Ankara'daki barış mitingi öncesinde meydana gelen ve en az 97 kişinin hayatını kaybettiği katliamı değerlendiren CHP Genel Başkanı Kemal Kılıçdaroğlu, Başbakan Ahmet Davutoğlu'nun, "elimizde canlı bombaların listesi var" şeklindeki açıklamasını eleştirerek, "Elimizde liste var diyorlar, bunu Sayın Davutoğlu’na sormak isterim. O listede bu 2 canlı bomba var mıydı, yok muydu? Varsa daha büyük bir felaket var" dedi.
"Sorumluluk sahibi olanlar gerekçe üretmezler, gereğini yerine getirirler" diyen CHP Genel Başkanı, "Liste var ama bomba takmadıkları için yakalayamıyoruz. Ahmet Şık kitap yazdığı için tutuklandı, gencecik çocuklar aylarca hapislerde kaldı, yüzlerce, binlerce örnek gösterebiliriz. Bir yönetici başarısızlığına gerekçe üretmeye başladıysa, yönetme erkini kaybetmeye başlamıştır" diye konuştu.
"Yeni eylem yaparsa diye IŞİD'i telafuz etmekten korkuyorlar"
Türkiye'nin içinde bulunduğu duruma mevcut dış politikanın sebep olduğunu söyleyen Kemal Kılıçdaroğlu, "Cumhurbaşkanı’na bir mektup yazdım, Türkiye’nin Orta Doğu politikalarının yanlış olduğunu söyledim. Bugün yaşadıklarımızın sebebi de yüzde 99.99 bu. IŞİD’i telafuz etmekten korkuyorlar. Ya yeni eylemler yaparsa diye, istihbarat zafiyeti var" ifadelerini kullandı.
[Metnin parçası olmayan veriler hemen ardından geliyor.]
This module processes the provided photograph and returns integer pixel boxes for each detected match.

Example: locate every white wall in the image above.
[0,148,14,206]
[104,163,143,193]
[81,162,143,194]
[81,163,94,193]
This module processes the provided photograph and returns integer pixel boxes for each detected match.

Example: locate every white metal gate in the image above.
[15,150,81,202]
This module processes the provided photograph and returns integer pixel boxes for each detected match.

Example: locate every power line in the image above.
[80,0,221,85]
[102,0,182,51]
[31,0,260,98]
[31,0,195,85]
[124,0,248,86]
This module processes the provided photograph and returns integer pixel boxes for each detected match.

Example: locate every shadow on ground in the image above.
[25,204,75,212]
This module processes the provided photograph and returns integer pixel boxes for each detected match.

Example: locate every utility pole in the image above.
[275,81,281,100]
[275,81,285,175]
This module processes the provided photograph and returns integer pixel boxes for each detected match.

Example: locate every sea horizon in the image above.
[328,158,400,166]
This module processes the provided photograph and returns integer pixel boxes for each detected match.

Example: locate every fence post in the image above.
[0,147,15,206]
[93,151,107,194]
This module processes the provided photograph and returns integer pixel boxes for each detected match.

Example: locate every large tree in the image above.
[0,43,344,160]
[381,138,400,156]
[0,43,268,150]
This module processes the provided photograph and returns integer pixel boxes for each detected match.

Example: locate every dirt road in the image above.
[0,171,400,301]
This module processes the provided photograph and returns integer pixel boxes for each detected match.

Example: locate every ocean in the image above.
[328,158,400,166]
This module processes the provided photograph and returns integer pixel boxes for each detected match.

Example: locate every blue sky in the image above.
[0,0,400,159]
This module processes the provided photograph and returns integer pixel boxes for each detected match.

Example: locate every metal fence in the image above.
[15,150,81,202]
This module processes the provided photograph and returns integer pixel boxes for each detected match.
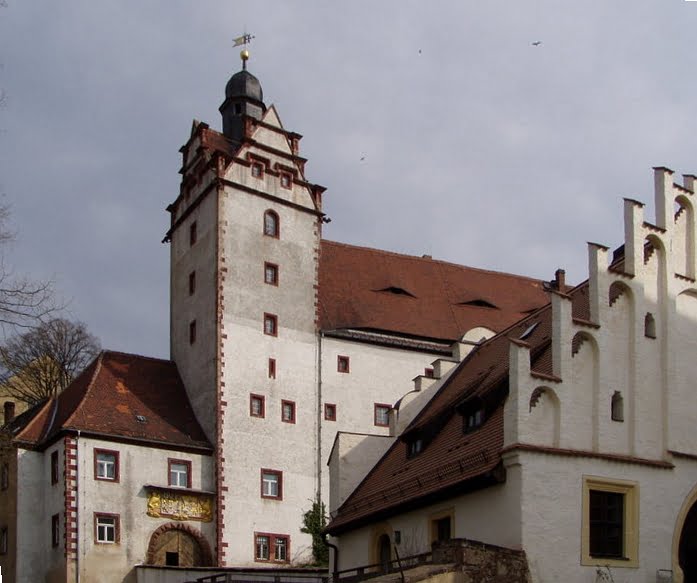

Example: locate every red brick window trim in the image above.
[94,512,121,545]
[51,514,60,547]
[264,209,281,239]
[264,261,278,286]
[373,403,392,427]
[336,356,351,373]
[280,171,293,190]
[51,450,59,484]
[189,270,196,296]
[324,403,336,421]
[254,532,290,563]
[264,312,278,336]
[167,458,191,488]
[249,393,266,419]
[281,400,295,423]
[252,162,265,178]
[260,468,283,500]
[94,448,119,482]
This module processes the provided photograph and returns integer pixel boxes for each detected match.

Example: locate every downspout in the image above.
[315,330,324,504]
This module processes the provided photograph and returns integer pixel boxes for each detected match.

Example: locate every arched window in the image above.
[611,391,624,421]
[644,312,656,338]
[264,211,281,238]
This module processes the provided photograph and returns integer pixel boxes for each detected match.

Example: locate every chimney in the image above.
[5,401,15,425]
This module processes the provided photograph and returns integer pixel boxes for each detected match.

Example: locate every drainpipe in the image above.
[325,540,339,583]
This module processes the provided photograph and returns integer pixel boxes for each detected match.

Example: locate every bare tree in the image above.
[0,204,60,331]
[0,318,100,405]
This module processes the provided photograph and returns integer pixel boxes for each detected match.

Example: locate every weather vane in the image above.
[232,32,254,70]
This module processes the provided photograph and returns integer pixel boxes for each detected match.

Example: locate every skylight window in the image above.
[375,285,416,298]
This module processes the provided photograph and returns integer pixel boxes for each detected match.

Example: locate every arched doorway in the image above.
[378,534,392,573]
[148,523,212,567]
[678,502,697,583]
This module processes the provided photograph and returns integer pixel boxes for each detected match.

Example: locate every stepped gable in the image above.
[319,240,549,342]
[16,351,212,450]
[327,281,588,534]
Türkiye'deki istihbarat güçlerinin terör örgütlerini takip etmek yerine başka şeylerle ilgilendiğini iddia eden Kılıçdaroğlu, "Türkiye güçlü bir ülke ama siz istihbarat elemanlarını IŞİD yerine bize aykırı olan gazetecileri, politikacıları takip edin, rapor getirin derseniz Türkiye bu noktaya gelir. İzlediğimiz yanlış dış politikanın hesabını insanlar ölerek ödüyorlar. Türkiye Orta Doğu bataklığının göbeğinde" dedi.
"Neden Türkiye, neden gencecik çocuklarımız, neden barış isteyenler bombalanıyor?"
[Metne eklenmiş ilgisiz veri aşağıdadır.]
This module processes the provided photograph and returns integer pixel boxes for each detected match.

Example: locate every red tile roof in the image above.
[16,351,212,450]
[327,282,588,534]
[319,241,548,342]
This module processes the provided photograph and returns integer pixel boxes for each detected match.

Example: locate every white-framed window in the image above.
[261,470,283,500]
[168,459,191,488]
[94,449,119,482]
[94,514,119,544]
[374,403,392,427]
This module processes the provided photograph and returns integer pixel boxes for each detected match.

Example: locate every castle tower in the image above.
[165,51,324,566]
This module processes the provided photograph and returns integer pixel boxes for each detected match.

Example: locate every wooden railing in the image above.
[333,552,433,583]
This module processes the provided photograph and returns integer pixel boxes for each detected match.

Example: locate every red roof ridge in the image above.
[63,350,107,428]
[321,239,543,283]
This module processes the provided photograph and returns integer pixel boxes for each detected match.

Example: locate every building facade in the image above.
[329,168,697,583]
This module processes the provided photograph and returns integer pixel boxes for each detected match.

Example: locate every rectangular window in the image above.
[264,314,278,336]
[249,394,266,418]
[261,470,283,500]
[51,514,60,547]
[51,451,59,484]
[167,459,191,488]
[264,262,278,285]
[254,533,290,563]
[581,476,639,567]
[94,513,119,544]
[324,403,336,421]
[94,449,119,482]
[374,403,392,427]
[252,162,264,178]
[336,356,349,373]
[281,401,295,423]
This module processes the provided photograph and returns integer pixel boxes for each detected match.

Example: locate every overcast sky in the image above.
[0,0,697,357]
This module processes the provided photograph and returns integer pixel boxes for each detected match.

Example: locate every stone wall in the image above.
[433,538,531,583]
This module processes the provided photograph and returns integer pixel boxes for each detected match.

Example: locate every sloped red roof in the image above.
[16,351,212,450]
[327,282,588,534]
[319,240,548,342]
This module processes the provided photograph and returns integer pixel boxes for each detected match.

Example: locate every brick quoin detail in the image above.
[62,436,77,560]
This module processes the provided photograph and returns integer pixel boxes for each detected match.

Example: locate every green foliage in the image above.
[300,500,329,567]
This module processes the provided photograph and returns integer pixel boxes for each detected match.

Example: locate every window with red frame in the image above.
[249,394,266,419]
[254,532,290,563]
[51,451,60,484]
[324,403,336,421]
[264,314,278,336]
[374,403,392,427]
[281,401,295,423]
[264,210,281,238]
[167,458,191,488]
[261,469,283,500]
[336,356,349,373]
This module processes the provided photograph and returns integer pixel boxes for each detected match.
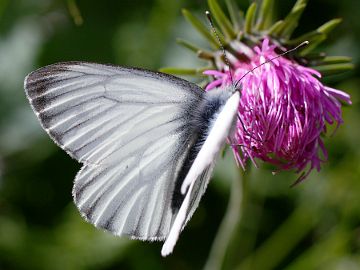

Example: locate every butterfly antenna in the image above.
[235,40,309,89]
[205,11,234,85]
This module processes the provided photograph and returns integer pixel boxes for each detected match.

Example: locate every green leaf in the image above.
[311,63,354,76]
[182,9,220,48]
[176,38,202,53]
[317,18,342,35]
[322,56,351,64]
[268,20,284,36]
[244,2,257,34]
[225,0,244,33]
[286,31,324,46]
[208,0,236,40]
[256,0,274,31]
[279,1,306,39]
[159,67,212,76]
[299,33,326,56]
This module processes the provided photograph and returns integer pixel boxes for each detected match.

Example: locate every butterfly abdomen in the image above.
[171,89,231,213]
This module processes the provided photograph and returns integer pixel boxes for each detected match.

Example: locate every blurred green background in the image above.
[0,0,360,270]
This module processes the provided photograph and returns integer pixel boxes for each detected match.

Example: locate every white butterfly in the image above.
[24,62,240,256]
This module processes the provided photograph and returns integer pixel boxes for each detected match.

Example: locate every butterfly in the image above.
[24,62,240,256]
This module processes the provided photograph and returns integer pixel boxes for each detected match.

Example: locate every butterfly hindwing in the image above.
[25,62,208,240]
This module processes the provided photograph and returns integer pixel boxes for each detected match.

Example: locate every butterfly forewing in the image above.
[25,62,210,240]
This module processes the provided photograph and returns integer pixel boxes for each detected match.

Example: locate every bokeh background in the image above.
[0,0,360,270]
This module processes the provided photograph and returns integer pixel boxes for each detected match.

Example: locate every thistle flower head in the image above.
[162,0,353,181]
[204,39,351,179]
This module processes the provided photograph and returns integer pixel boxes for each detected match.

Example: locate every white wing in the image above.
[25,62,210,240]
[161,92,240,256]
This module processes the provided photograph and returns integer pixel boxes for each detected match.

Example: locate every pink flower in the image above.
[204,39,351,182]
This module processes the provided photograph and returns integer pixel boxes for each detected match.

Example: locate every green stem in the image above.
[204,170,244,270]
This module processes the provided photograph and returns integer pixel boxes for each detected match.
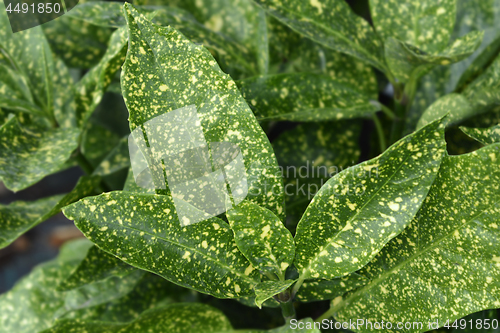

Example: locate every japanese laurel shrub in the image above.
[0,0,500,333]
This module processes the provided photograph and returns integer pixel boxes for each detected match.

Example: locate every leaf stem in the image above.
[372,114,387,153]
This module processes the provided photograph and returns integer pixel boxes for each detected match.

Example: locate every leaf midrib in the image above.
[84,206,257,284]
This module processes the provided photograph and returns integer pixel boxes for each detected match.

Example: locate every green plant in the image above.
[0,0,500,333]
CNN Türk-Kanal D ortak yayınında CNN Türk Ankara Temsilcisi Hande Fırat'ın gündeme ilişkin sorularını yanıtlayan Kılıçdaroğlu'nun açıklamalarının satır başları şöyle:
"(Patlama haberini nasıl aldınız?) İstanbul'da açılışlarımız olacaktı. Kadıköy Belediyesi'nin bir etkinliğiydi bu. Arkadaşlar hazırlıkları yapmışlardı. Sabah Okan Bey aradı ve Ankara Garı'nda bir patlama olduğunu ve yaralıların olabileceğini söyledi. Diyarbakır'daki patlamanın bir benzeri gibi, çok sorun yaratmayan, birkaç yaralıyla sona erebilecek bir şey gibi düşündüm. Sonra çok sayıda ölünün olabileceği ifade edildi. Hemen aradım, televizyondan da ailece izliyorduk zaten, biraz ürkerek. Ardından Arzu Çerkezoğlu'na bağlandım, o bana daha vahim bir tablo olduğunu sçyledi. Hemen Kadıköy'de bir toplantı yaptık, seçim etkinliği yapmamızın mümkün olmadığına karar verdik. Gelen sayılara ihtiyatla davrandık. Sonrasında yaptığım konuşma, hayatımda yaptığım en zor konuşmalardan birisiydi. Hemen Ankara'ya döndüm, bir toplantı yaptık, neler yapabileceğimizi değerlendirdik.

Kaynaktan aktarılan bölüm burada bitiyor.